To make our week even more interesting Emma had a dentist appointment. It was her first
appointment since chemo started and we were really nervous! We were warned when chemo started that it does terrible damage to teeth and many kids get cavities often. I held my breath during the exam hoping that I did not have to traumatize poor Emma with something else! We were very happy to find out that she has no cavities! She does have three spots with flaky enamel so they are prone to staining and will need extra brushing.

This week Daddy and I were also brainstorming ways to make financial ends meet. Next month two main expenses are increasing dramatically resulting in $500 more a month. We will also have many more appointments then usual for Emma the summer because she is starting behavioral therapy and getting end of chemo round 1 testing done.

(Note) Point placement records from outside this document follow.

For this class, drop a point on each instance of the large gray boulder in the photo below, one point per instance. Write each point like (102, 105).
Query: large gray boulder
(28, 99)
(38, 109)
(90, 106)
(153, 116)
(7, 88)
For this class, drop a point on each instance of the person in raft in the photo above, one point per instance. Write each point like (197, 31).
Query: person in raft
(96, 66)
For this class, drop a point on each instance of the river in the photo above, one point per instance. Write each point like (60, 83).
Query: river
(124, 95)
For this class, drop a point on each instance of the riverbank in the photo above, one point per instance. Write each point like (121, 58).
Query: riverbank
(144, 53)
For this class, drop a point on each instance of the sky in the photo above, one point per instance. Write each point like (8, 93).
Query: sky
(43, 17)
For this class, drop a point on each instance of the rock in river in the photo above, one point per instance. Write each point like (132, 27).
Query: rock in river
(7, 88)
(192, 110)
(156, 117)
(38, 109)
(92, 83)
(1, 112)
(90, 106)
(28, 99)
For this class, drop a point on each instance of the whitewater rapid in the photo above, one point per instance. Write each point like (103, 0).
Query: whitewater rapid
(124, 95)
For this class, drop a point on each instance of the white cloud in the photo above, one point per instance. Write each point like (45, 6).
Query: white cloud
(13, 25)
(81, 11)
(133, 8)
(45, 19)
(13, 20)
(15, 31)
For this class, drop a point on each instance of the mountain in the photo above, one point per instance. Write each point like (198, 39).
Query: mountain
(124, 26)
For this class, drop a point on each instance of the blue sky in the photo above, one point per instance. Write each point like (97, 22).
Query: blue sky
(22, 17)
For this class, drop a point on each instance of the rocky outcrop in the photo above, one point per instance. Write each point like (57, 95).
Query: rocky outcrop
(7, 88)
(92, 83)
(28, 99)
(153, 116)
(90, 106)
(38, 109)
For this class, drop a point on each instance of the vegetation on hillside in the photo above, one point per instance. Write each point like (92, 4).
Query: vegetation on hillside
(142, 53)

I cannot work because taking care of Emma is a full time job. We are thinking about doing another fundraiser to help with living expenses and offset costs in May sometime. If anyone has any ideas we would really appreciate the help. It cannot be a sell from home type of thing since I do not have the time and we cannot expose Emma to other people. I am considering another Facebook auction like we did last year with craft items etc.

Thank you for all your continued help and prayer, we are so grateful to have so many loved ones rooting for us!